The assignment is worth 100 points. There are 13 questions. You should have the following packages installed:
library(tidyverse)
library(patchwork)
library(fixest)
library(ggplot2)
library(broom)
library(fixest)In this problem set you will replicate some results from the paper “Do Workers Work More if Wages Are High? Evidence from a Randomized Field Experiment” (Fehr and Goette, AER 2007).
[Q1] Recall the taxi cab studies where reference dependence is studied using observational data. What can an experimental study do that an observational study can’t?
An experimental study allows for the random assignment of treatment to the subjects. Since random assignment is the best way to eliminate endogeneity within a model, the results generated by these experiments are seen as more accurate.

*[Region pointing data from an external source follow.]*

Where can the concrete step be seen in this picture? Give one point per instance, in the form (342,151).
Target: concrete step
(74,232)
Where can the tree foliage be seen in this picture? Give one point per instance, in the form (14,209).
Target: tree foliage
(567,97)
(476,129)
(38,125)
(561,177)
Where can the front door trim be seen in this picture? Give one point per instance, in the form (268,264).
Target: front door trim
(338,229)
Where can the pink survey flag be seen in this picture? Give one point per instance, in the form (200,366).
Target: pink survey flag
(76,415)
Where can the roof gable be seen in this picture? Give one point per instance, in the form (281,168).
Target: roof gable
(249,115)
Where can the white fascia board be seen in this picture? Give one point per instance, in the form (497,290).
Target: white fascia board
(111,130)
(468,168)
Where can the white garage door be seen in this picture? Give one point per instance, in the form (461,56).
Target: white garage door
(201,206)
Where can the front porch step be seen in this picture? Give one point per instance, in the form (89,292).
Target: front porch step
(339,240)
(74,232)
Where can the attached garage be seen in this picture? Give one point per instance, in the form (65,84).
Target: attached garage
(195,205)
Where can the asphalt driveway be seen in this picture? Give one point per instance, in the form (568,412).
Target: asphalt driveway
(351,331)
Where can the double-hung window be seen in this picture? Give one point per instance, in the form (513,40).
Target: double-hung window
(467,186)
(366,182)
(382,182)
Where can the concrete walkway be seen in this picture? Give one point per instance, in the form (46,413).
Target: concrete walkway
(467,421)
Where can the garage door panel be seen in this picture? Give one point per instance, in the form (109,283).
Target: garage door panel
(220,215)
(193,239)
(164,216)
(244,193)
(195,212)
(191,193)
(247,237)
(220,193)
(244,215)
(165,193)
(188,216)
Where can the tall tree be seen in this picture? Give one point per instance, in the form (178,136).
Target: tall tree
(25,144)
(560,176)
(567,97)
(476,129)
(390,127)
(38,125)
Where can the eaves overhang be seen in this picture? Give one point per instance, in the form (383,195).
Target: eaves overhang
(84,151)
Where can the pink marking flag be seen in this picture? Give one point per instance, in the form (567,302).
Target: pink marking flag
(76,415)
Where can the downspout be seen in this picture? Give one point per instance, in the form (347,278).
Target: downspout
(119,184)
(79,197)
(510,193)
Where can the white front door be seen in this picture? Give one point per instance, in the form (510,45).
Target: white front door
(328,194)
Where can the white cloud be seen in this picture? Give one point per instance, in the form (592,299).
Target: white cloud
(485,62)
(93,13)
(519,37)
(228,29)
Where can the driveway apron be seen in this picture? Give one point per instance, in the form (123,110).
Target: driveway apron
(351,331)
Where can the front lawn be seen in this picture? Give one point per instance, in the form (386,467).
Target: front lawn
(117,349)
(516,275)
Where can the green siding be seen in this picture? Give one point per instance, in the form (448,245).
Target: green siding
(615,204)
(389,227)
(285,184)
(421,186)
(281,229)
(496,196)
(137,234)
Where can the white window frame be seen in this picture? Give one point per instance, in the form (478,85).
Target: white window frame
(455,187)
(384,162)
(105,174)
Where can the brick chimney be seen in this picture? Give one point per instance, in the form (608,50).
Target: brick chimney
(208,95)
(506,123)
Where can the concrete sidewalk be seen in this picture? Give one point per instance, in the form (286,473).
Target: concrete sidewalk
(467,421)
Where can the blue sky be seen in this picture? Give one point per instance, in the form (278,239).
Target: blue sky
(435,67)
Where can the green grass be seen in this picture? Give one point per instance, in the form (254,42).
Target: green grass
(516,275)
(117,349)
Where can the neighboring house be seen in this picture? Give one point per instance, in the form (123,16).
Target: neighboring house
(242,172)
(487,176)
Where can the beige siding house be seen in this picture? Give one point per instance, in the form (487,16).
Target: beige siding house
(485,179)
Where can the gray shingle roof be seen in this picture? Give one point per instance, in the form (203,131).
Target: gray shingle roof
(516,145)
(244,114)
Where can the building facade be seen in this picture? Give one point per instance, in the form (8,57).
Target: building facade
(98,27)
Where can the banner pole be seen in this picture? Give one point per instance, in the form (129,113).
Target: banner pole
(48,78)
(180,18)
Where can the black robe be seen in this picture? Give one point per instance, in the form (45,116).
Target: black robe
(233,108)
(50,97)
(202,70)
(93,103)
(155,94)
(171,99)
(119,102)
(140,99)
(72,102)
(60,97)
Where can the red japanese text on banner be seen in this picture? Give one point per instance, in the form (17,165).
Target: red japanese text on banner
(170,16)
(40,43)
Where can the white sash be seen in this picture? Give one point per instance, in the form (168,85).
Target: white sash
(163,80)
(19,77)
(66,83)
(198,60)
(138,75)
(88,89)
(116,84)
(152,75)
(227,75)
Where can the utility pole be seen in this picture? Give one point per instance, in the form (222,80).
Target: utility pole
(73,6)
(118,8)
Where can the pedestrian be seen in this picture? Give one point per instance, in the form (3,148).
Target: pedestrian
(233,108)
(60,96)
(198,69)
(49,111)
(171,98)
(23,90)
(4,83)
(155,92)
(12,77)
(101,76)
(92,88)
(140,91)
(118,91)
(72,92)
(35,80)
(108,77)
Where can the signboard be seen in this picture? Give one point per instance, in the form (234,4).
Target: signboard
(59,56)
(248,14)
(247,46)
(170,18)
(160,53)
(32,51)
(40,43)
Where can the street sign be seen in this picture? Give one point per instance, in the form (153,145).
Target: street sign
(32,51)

[Q2] Summarize the field experiment design.
Employees of a Swiss messenger company were split into two randomly assorted groups, A and B, based on employee numbers. Group A received a ~25% pay increase (treatment) for four weeks in September 2000, while employees of Group B received their regular salary (control). After the four weeks, the groups switched roles, with group B receiving the treatment for four weeks in November 2000 and group A returning to receiving its standard salary. None of the test subjects withdrew from the experiment over the two data collecting periods, which eliminates a potential source of bias; similar to randomized control drug trials, if a person did drop out, we would have to find out why to assure result accuracy. The messengers did not know the purpose of the study, eliminating potential result manipulation; for example, if the subjects were to know the relationship between effort and salary was being studied, they may have tried harder in hopes of creating favorable results and an argument for pay incentives down the line. Finally, all subjects received their bonuses at the end of the experimental period (December 2000) to make sure that each group faced comparable budget constraints.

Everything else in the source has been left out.